Gridley ordenó que los hombres se agruparan más todavía, y luego señaló al otro extremo de la explanada.

—Nuestra única posibilidad de salvarnos —dijo—, es atravesar la explanada antes de que nos cerquen los tigres al rodear a todos estos monstruos. Hemos avanzado demasiado a través de la explanada para intentar retroceder hasta el punto de partida y refugiarnos en los árboles, porque los tigres están muy cerca y nos cerrarían el paso. ¡Manteneos todos bien unidos y que nadie haga fuego a menos que nos veamos atacados!

—¡Mirad! —exclamó ahora von Horst—. ¡Los tigres comienzan a entrar en la explanada por todos los lados! ¡Han rodeado por completo a sus presas!

—Pero por el sendero de enfrente todavía no hay tigres, bwana —dijo Muviro.

El grupo comenzó a atravesar la explanada, en la que bestias y monstruos se movían de un lado a otro dando muestras de un nerviosismo y una inquietud extremas.
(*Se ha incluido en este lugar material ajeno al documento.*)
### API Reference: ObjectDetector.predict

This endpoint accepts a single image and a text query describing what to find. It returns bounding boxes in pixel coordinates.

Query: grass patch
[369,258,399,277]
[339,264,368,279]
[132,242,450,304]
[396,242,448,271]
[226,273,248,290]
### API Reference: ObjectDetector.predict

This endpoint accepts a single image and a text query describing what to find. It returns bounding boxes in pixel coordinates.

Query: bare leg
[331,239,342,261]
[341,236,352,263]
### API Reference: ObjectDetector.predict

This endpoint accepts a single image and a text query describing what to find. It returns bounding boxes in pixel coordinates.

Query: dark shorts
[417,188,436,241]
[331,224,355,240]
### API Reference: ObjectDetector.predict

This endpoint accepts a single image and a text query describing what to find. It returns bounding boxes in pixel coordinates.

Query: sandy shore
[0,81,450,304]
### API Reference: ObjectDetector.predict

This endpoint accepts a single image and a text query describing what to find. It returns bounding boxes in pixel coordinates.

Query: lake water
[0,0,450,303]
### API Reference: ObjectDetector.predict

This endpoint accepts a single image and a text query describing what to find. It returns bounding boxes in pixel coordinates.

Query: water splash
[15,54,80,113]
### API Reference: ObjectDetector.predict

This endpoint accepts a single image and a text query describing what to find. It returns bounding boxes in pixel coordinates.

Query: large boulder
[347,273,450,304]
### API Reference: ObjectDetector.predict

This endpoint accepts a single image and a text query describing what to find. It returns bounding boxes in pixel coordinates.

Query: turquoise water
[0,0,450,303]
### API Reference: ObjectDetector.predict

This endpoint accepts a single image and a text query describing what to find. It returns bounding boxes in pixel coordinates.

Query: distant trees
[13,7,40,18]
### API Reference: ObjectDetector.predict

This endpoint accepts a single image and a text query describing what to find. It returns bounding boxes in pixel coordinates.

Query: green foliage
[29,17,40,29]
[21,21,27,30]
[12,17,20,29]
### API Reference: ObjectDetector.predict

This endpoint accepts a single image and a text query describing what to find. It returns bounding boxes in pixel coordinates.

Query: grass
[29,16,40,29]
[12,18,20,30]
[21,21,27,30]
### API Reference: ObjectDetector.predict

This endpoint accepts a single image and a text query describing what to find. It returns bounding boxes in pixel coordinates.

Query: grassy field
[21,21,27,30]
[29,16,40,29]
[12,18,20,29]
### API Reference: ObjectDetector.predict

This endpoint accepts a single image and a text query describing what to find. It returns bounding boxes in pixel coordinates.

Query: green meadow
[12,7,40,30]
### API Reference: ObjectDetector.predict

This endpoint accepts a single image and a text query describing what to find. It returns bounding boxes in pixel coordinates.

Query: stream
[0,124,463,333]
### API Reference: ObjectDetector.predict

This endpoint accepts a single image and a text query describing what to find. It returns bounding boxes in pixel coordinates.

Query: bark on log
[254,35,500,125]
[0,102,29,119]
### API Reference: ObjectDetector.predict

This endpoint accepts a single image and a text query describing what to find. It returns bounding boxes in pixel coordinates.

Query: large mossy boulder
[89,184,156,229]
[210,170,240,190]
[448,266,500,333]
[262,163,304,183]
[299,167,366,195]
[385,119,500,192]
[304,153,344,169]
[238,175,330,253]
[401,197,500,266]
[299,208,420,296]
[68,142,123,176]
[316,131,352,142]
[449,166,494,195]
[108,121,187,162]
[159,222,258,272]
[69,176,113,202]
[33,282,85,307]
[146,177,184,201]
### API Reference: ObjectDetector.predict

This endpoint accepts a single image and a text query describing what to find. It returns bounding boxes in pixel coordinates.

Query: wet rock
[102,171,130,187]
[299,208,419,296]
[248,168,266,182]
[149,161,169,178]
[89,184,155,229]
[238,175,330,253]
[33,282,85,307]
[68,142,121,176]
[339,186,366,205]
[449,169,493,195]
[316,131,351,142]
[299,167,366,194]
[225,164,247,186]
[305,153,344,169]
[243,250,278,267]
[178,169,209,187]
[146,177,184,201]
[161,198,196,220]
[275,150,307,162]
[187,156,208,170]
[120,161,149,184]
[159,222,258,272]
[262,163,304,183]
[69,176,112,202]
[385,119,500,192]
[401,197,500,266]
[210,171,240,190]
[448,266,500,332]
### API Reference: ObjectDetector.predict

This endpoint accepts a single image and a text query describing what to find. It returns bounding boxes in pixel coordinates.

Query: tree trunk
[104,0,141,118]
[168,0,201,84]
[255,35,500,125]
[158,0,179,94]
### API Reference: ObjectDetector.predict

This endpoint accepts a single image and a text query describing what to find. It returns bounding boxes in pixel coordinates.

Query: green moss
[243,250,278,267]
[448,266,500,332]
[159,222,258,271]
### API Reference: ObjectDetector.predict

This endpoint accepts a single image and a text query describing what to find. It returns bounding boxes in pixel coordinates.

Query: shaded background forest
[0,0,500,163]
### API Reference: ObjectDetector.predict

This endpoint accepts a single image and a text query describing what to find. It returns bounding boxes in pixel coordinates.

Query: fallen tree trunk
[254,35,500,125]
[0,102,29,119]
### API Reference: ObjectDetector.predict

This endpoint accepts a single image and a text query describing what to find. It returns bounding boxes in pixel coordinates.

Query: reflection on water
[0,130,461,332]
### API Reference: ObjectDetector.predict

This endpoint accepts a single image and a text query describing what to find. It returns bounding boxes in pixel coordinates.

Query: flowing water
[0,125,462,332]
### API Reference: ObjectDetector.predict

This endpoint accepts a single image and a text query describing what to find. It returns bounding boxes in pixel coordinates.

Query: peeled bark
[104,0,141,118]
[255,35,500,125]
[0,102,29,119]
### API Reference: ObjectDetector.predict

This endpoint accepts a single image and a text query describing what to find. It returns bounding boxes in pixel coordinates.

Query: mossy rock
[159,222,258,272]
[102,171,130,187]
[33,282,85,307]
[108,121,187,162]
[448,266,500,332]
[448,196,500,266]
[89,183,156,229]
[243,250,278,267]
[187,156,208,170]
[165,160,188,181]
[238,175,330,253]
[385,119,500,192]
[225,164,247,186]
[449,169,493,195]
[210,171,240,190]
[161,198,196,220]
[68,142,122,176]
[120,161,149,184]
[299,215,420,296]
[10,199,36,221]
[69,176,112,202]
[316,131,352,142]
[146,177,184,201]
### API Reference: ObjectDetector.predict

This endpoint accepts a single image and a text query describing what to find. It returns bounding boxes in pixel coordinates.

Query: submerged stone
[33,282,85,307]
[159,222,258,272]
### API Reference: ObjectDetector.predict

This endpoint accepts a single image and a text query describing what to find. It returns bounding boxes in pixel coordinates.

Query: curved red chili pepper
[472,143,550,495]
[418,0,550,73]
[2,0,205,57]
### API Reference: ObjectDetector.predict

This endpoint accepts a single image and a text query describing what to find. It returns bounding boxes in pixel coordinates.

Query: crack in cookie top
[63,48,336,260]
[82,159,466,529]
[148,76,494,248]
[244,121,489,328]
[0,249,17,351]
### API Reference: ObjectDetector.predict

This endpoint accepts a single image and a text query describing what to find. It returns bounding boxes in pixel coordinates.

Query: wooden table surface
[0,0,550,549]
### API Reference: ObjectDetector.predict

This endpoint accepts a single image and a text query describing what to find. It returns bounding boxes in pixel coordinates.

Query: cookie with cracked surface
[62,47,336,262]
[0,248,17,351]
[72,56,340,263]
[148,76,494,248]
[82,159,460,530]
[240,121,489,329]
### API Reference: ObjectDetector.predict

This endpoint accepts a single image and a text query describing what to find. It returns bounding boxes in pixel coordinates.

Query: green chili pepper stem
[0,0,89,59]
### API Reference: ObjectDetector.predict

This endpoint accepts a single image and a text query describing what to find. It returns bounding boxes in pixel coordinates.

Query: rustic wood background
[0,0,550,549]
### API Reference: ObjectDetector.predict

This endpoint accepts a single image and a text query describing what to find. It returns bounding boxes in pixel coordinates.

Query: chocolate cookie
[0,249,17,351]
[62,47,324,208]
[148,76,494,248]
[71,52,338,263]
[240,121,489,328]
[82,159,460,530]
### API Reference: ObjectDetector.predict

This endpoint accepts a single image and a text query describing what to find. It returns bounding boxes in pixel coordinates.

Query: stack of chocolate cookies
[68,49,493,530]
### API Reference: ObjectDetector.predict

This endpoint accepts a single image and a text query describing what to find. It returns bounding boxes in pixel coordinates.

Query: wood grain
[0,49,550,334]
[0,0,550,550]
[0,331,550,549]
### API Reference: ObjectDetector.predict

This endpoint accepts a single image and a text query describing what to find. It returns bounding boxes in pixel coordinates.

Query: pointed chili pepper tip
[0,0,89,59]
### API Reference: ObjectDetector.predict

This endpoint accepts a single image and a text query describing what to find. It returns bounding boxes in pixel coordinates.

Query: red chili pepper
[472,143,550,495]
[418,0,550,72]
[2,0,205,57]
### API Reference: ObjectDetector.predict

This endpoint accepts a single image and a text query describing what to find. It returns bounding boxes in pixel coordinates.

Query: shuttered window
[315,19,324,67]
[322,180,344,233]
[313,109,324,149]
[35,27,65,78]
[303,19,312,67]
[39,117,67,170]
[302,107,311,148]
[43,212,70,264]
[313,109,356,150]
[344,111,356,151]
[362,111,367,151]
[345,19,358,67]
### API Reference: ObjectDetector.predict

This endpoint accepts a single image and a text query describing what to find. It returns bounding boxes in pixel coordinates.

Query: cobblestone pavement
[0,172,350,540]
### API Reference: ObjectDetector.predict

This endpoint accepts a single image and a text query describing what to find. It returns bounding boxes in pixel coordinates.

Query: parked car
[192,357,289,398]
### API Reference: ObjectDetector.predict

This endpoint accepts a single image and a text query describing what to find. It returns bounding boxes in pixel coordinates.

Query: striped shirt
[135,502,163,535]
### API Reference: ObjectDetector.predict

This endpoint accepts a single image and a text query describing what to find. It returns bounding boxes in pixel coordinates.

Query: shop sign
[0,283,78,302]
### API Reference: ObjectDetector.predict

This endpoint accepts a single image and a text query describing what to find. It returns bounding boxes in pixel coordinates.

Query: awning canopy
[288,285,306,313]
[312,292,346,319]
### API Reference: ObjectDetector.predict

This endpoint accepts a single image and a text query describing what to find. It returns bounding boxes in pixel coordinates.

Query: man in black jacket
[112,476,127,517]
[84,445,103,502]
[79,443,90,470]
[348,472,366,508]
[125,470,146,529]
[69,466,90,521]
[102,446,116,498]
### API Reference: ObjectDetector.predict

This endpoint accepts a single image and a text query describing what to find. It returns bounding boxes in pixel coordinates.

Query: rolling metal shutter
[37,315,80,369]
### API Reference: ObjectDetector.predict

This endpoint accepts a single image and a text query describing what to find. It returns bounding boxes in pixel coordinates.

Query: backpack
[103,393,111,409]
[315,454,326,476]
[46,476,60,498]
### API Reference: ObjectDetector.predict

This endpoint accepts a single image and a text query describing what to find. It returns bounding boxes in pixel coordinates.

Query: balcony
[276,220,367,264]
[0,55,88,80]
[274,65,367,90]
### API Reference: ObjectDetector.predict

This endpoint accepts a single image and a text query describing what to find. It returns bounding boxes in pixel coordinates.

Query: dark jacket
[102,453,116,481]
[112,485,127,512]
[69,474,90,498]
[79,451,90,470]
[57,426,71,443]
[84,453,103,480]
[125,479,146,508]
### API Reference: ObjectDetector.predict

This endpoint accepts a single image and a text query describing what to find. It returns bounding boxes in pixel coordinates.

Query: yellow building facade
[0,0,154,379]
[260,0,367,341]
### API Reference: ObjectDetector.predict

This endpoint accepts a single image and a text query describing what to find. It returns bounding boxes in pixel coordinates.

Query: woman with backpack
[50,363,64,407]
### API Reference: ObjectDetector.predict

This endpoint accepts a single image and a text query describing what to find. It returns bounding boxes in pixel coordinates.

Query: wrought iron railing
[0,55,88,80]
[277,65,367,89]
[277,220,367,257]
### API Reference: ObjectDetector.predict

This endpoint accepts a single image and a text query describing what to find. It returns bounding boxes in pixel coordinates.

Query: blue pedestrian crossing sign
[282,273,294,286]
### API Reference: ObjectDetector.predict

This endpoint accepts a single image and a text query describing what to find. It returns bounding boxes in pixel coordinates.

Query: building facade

Hasta la aparición de los tigres, unas y otros habían mantenido una actitud casi tranquila, e incluso algunos de ellos pacían la hierba o mordisqueaban las hojas más bajas de los raros árboles que poblaban los alrededores de la explanada; pero con la aparición de los felinos todo había cambiado. Un enorme mastodonte, levantando su colosal trompa, lanzó un horrendo barrunto que semejaba un trompetazo de alarma, y, al momento, todo el rebaño de monstruos se puso en guardia. Ante la vista de los terribles felinos, todo el rebaño comenzó a rugir, a bufar y a barritar, formando un espantoso y ensordecedor concierto de mil demonios.

—¡Dios mío! —exclamó von Horst—. ¡Debe haber más de cien tigres!

Sus palabras no eran exageradas, ya que por todos los lados de la explanada, excepto el sendero que se abría frente a los expedicionarios, surgían los enormes tigres en cantidad incontable, rodeando a los monstruos que llenaban la explanada. El hecho de que no atacaran a sus enemigos demostraba que los tigres sentían cierto respeto y temor por muchos de los monstruos a los que habían acorralado, a muchos de los cuales no se hubieran atrevido a atacar de no ser tan superiores en número.

De pronto, un enorme mamut, alzando su rabo en el aire, irguiendo las peludas orejas, arrolló su trompa y embistió a los tigres. Pero un gran número de éstos, rugiendo de un modo espantoso, se lanzó enseguida al encuentro del osado enemigo. El mamut, acobardado, giró en redondo y volvió al lado del rebaño de mastodontes. De haber logrado abrir una brecha en el círculo de tigres, el grupo de bestias apresadas en la explanada hubiera podido huir hacia la cercana selva.